在留許可手数料の改定案が公表|永住許可20万円案と令和8年10月1日前申請の注意点

出入国在留管理庁は、在留資格変更許可、在留期間更新許可、永住許可などに係る在留許可手数料について、改正政令案等に関するパブリックコメントを実施しています。 現時点では最終確定前の案ですが、申請時期や費用負担に影響する可能性があるため、外国人本人、雇用企業、支援機関は内容を確認しておく必要があります。

  • 永住許可:20万円案
  • 更新・変更:在留期間別に設定
  • 施行予定:令和8年10月1日
  • 10月1日前申請は経過措置あり
この記事は、2026年7月時点の入管庁公表資料に基づく一般情報です。
内容はパブリックコメント段階の案であり、最終的な政令・省令、施行日、運用は今後変更される可能性があります。実際の申請では、必ず最新の公式情報を確認してください。

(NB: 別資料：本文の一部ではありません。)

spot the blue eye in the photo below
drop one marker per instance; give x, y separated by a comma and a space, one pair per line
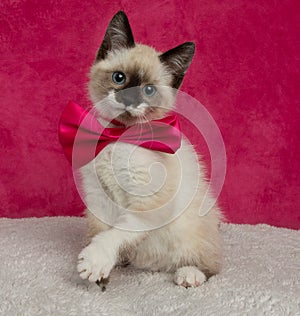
149, 91
118, 77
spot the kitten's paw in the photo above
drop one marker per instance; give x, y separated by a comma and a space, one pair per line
95, 262
189, 277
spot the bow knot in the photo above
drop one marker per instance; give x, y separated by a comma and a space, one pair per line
83, 137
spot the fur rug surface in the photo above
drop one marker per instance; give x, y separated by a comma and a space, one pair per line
261, 275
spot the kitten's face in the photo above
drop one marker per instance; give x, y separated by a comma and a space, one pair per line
133, 82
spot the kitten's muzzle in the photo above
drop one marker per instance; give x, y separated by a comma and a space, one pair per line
129, 97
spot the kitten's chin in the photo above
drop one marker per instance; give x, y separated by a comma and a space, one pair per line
133, 117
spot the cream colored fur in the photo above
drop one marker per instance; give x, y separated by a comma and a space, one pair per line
189, 244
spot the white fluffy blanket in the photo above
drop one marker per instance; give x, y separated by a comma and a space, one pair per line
261, 275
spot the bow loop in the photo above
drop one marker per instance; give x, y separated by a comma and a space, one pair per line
80, 129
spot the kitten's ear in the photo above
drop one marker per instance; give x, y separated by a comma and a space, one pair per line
118, 35
178, 60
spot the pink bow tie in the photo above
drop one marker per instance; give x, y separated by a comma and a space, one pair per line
91, 137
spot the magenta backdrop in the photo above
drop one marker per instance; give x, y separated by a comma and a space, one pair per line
245, 71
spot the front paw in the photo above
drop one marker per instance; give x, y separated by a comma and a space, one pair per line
95, 262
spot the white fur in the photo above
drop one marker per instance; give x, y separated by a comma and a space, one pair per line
189, 276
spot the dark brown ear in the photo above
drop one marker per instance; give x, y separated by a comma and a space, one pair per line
118, 35
178, 60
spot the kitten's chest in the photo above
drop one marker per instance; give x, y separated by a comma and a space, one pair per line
122, 168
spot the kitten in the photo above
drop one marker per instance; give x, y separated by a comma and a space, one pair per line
189, 245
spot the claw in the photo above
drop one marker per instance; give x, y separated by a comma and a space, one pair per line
102, 283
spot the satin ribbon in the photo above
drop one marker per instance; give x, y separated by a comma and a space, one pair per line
83, 137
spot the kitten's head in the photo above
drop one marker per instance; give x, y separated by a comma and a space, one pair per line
133, 82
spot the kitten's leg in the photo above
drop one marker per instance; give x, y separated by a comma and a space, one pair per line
189, 276
97, 259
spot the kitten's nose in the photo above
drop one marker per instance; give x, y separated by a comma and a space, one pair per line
128, 97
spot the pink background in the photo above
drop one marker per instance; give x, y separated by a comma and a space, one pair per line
245, 71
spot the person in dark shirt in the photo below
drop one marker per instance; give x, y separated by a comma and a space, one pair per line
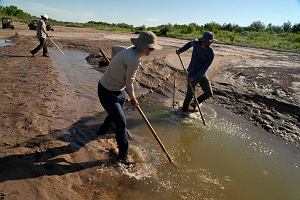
202, 57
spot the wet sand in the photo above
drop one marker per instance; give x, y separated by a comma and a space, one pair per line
46, 118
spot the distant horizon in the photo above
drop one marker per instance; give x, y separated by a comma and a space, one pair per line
123, 13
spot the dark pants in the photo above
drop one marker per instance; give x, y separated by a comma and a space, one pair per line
113, 103
43, 45
206, 87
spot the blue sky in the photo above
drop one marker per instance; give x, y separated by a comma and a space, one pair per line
156, 12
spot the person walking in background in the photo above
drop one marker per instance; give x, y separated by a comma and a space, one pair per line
41, 35
119, 77
201, 60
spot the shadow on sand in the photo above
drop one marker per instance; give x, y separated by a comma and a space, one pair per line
37, 164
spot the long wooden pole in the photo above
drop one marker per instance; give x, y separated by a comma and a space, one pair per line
194, 95
174, 90
155, 135
148, 123
55, 45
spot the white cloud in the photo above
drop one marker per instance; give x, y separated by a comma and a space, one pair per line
59, 14
112, 13
150, 19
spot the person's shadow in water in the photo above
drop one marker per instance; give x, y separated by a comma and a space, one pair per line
45, 163
37, 164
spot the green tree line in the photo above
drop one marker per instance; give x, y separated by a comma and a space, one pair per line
258, 34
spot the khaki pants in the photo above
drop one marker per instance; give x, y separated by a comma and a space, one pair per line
206, 87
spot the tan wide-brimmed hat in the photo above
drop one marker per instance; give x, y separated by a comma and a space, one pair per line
146, 40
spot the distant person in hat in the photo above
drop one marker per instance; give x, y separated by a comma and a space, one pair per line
201, 60
119, 77
41, 35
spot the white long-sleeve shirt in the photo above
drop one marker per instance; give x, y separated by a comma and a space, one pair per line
121, 72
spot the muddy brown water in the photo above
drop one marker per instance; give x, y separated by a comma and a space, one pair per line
228, 159
4, 43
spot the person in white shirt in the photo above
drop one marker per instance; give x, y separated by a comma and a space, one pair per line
41, 35
118, 78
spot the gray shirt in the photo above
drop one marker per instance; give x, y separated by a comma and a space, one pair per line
121, 72
41, 25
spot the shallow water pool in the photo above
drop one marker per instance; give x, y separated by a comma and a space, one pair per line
228, 159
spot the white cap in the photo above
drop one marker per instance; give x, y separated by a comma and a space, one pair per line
45, 16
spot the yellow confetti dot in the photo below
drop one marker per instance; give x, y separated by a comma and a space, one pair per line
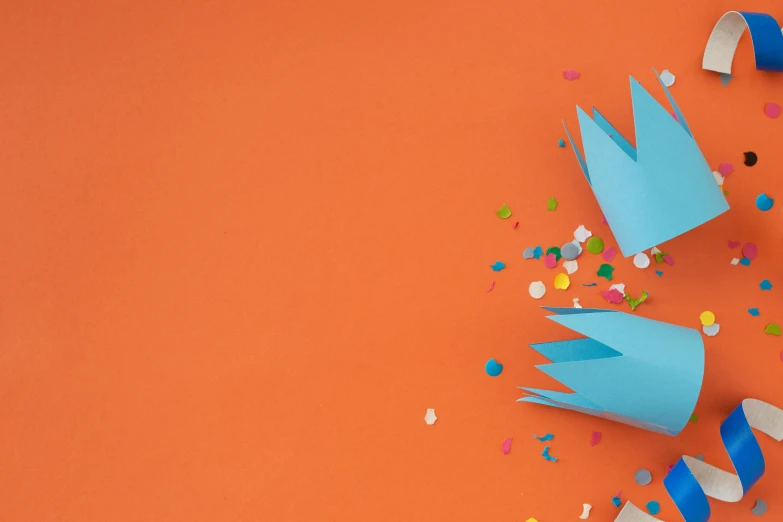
707, 318
562, 281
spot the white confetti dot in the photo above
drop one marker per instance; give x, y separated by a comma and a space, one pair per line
537, 289
641, 260
571, 266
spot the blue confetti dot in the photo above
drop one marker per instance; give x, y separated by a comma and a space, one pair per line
764, 202
493, 368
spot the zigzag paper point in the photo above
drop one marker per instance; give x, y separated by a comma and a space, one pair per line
664, 178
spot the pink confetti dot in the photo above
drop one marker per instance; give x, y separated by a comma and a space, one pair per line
750, 251
772, 110
725, 168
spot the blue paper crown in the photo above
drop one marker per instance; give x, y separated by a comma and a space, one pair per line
629, 369
656, 191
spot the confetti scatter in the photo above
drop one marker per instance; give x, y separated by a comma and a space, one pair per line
595, 245
772, 329
605, 271
760, 508
707, 318
764, 202
772, 110
547, 456
581, 234
641, 260
493, 368
711, 330
562, 282
667, 78
536, 289
506, 446
642, 477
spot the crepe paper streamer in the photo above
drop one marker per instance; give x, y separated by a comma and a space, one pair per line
666, 170
773, 329
617, 352
506, 446
504, 212
581, 234
562, 282
642, 477
493, 368
765, 35
595, 245
764, 202
750, 251
536, 289
605, 271
772, 110
547, 456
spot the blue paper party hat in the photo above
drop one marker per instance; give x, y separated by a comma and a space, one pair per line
629, 369
656, 191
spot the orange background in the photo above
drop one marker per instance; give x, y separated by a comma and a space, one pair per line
245, 245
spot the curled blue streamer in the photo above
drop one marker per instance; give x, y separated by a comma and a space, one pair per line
691, 481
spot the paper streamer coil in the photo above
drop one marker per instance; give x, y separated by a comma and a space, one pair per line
765, 34
691, 481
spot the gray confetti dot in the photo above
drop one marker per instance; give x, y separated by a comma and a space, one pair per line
642, 477
760, 508
569, 251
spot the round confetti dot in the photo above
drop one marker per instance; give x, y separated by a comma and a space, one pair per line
772, 110
764, 202
642, 477
536, 289
493, 368
595, 245
641, 260
562, 282
569, 251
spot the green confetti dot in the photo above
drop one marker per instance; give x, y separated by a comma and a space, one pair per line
556, 251
595, 245
606, 271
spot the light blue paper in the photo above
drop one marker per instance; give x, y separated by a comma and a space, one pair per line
656, 191
629, 369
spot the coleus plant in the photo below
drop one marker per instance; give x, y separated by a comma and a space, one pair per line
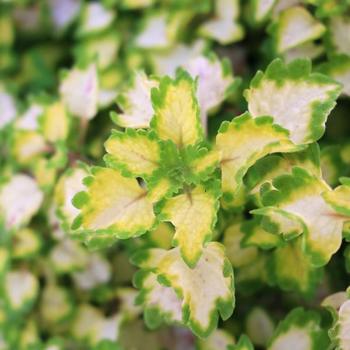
164, 169
188, 202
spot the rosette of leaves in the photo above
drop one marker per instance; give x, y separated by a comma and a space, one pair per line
165, 175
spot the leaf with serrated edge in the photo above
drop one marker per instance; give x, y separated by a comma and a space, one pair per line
204, 290
298, 100
134, 153
242, 142
135, 103
113, 205
294, 27
194, 215
291, 270
79, 92
213, 82
176, 111
339, 198
300, 194
159, 302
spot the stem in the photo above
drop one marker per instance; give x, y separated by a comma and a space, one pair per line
84, 124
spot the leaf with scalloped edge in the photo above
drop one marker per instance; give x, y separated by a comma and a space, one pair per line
242, 142
280, 222
204, 290
113, 206
215, 82
160, 303
299, 194
135, 102
290, 269
193, 214
259, 326
200, 163
339, 198
237, 254
293, 27
265, 169
176, 110
299, 330
296, 99
134, 153
70, 183
79, 91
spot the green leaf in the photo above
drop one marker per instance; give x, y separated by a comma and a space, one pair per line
176, 111
296, 99
204, 290
297, 200
193, 214
114, 207
134, 153
242, 142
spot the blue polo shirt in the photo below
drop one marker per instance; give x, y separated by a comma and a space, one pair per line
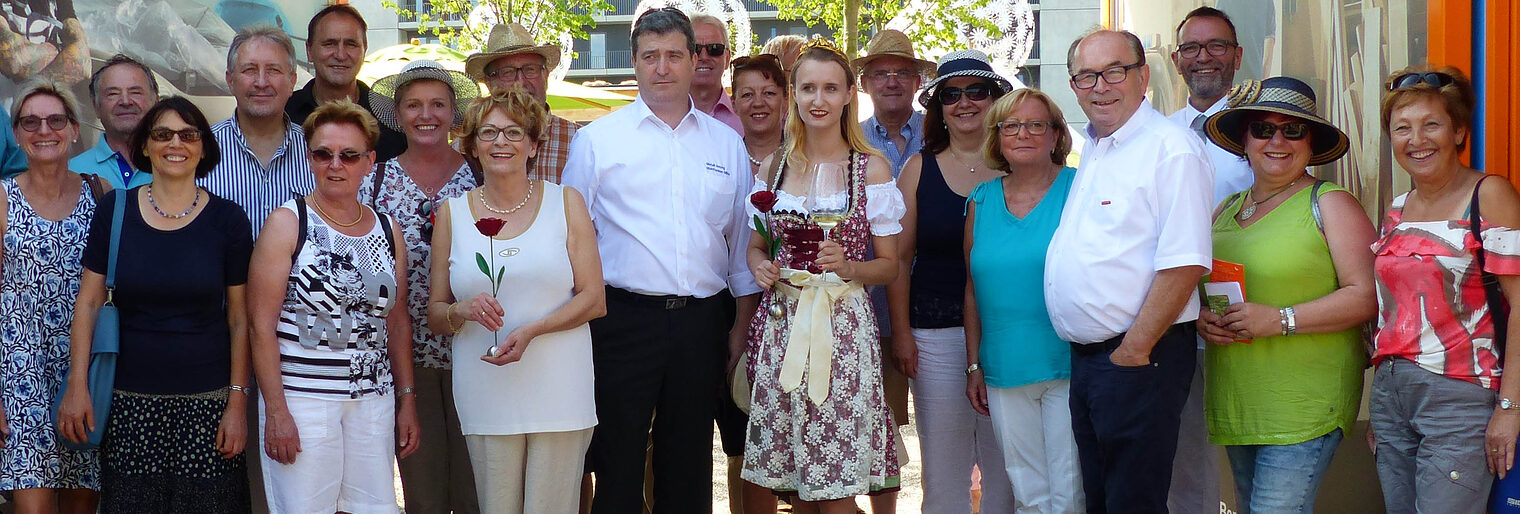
108, 164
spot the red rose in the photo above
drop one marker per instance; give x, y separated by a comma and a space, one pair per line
763, 201
490, 227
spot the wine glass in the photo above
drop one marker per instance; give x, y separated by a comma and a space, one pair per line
829, 196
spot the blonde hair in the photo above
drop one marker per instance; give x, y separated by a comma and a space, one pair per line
855, 137
993, 148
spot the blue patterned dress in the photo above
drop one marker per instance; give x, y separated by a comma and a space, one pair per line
38, 286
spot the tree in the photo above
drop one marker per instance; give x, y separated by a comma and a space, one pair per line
547, 20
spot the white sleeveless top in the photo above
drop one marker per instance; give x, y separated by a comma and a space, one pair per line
551, 388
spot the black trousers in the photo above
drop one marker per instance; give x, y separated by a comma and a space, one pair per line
654, 361
1127, 420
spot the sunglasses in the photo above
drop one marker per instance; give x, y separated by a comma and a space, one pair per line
975, 93
1292, 131
186, 136
1411, 79
713, 50
326, 155
32, 123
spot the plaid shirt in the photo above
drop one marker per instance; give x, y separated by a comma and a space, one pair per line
554, 149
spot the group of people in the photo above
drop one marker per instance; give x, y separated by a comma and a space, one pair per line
502, 301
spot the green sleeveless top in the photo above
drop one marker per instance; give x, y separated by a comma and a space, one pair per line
1282, 390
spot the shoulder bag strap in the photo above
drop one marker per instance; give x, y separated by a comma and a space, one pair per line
1496, 298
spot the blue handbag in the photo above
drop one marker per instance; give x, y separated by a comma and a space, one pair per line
102, 347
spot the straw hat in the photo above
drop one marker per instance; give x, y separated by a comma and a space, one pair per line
1279, 95
382, 95
893, 43
962, 63
509, 40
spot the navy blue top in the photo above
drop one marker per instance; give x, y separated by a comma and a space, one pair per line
171, 289
937, 286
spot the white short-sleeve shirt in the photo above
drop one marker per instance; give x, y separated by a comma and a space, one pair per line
1140, 203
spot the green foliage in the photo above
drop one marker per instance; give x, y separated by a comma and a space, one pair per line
544, 19
943, 25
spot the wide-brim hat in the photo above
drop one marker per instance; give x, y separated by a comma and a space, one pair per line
382, 95
962, 63
896, 44
1279, 95
509, 38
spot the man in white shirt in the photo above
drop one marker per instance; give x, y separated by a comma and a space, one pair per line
1207, 55
666, 187
1122, 274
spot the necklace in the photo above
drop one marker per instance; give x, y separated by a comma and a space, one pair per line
1247, 212
318, 206
956, 157
481, 192
196, 201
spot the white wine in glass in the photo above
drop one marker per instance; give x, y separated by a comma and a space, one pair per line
829, 196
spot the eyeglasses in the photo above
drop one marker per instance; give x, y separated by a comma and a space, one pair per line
511, 73
1411, 79
490, 133
713, 49
323, 155
1032, 128
975, 93
32, 123
1114, 75
1292, 131
900, 75
163, 136
1216, 47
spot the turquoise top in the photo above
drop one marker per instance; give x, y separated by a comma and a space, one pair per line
1019, 344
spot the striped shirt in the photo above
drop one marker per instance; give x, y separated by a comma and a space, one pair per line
245, 181
332, 326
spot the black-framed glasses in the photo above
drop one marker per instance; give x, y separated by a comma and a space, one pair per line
713, 49
490, 133
347, 157
975, 93
511, 73
1216, 47
1032, 126
1411, 79
163, 134
1113, 75
1292, 131
32, 123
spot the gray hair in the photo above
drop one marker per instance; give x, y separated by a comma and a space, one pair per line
1130, 37
266, 32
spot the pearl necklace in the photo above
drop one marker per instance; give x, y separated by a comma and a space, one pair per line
481, 192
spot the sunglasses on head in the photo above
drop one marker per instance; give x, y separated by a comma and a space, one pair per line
163, 136
713, 50
975, 92
1411, 79
326, 155
32, 123
1292, 131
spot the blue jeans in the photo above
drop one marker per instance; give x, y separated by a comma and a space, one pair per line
1282, 478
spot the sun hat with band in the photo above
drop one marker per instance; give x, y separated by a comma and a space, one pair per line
1279, 95
509, 38
962, 63
382, 95
893, 44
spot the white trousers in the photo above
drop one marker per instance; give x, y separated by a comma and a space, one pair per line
529, 473
347, 458
952, 437
1034, 428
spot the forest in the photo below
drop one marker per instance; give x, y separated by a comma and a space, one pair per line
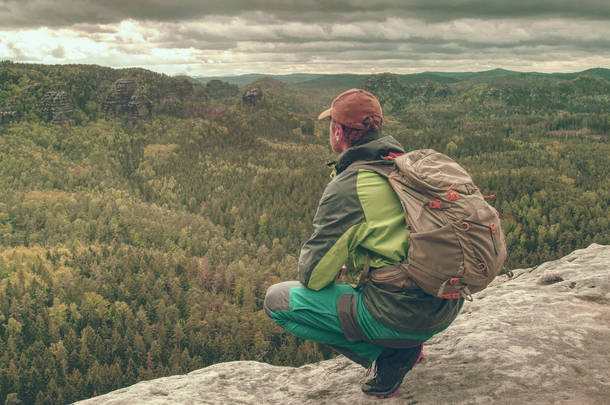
142, 216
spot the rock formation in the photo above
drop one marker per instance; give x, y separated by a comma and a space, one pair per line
119, 96
542, 337
139, 106
219, 89
125, 98
57, 107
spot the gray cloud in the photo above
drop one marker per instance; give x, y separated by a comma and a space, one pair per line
58, 13
309, 35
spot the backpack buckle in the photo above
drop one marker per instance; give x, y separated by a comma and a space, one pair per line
435, 205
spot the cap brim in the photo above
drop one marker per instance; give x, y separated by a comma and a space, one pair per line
324, 114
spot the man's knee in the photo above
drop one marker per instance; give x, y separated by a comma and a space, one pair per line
278, 297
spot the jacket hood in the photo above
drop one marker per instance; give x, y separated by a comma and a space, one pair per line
369, 148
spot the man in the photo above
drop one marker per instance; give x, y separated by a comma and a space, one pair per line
359, 222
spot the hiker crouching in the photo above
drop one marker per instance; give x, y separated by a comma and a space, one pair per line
360, 219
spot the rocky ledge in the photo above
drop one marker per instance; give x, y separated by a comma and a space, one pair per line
542, 337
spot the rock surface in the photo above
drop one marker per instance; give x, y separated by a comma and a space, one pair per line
57, 107
542, 337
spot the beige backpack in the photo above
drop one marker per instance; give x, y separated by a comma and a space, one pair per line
456, 243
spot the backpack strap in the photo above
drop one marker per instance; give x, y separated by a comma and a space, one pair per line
364, 276
382, 167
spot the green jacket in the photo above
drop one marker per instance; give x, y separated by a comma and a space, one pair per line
359, 213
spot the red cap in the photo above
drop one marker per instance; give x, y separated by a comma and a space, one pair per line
355, 108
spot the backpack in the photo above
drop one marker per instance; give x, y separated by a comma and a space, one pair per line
456, 243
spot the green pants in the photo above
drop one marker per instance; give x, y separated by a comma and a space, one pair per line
335, 316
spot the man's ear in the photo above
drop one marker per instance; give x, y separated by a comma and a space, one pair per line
339, 135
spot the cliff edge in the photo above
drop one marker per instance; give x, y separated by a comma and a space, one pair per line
542, 337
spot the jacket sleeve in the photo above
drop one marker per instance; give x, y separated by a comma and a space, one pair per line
339, 225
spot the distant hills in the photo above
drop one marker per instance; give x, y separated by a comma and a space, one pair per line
356, 80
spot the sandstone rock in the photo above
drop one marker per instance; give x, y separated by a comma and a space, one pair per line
119, 96
139, 105
542, 337
57, 107
219, 89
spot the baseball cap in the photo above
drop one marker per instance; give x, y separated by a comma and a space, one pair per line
355, 108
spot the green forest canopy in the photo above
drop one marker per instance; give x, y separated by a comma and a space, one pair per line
134, 247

1.入管庁が在留許可手数料の改定案についてパブリックコメントを実施

出入国在留管理庁は、在留許可手数料に係る改正部分の施行に伴い、入管法施行令等を改正する政令案等について、パブリックコメントを実施しています。

今回の対象となる主な手続は、在留資格変更許可、在留期間更新許可、永住許可です。 これらは、外国人本人の日常生活だけでなく、雇用企業、支援機関、家族にも関係する重要な手続です。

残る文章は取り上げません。